Security Awareness - Wireless Security

Last Updated: 02/13/2014

Overview

Are you sharing your most personal information with everyone?

Wireless is a shared medium that is broadcast via radio waves. This means that data transmitted by wireless users can be easily captured, making sensitive information (such as social security numbers and credit cards) transmitted wirelessly inherently insecure.

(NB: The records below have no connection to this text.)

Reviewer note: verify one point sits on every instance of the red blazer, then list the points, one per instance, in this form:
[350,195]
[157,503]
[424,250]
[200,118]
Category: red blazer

It's important that you take additional steps to encrypt and protect sensitive information that you send over a wireless network. And that means anywhere you connect wirelessly; like in the UMC, at Starbucks, at DIA or even home wireless networks. One way to protect yourself is to use the campus's VPN (Virtual Private Network). A VPN provides a secure encrypted tunnel from your computer to CU's network whether you are on or off campus.

VPN software is available, at no cost, for download from OIT for Windows, Mac and even Linux and Solaris machines:

  • Cisco VPN
    • Who Can Download It: CU-Boulder affiliates with an active IdentiKey
    • Description: It's an application that provides a long and secure on-campus network connection when you are away from campus or on UCB Wireless. It routes all traffic through the campus network. However, it does not allow split tunneling; home network devices cannot be accessed while using this type of connection.
  • Network Connect VPN
    • Who Can Download It: CU-Boulder affiliates with an active IdentiKey
    • Description: It's an application that provides a secure on-campus network connection when you are away from campus or on UCB wireless. Use this application to access on-campus resources while still allowing access to your home networked devices.
  • Web-Based VPN
    • Who Can Download It: CU-Boulder affiliates with an active IdentiKey
    • Description: A simple web-based VPN connection that allows access to a variety of on-campus and off-campus resources through a web browser that allows for simultaneous connectivity to the CU-Boulder network and your home network.
  • Custom VPN
    • Who Can Download It: Departments, groups or services requiring their own protected IP range
    • Description: Your custom VPN will be configured per your specifications.

In general, offers of "free" service from an unknown source are often too good to be true. Be wary of connecting to unknown wireless networks. Hackers do setup fake wireless networks (or "evil twin hotspots") in an effort to capture the information you are sending over wireless networks. Using that "Free Wireless" network you see out there may actually come at a very high price.

If you have a wireless network at home it is important to secure that network so that an attacker can not use your network for nefarious activities. In 2006 a Denver woman was surprised when the police came to her house after an attacker used her wireless network to carry out a crime. Use Wi-Fi Protected Access (WPA) to make sure only you can connect to your network and that no one can eavesdrop on your wireless network.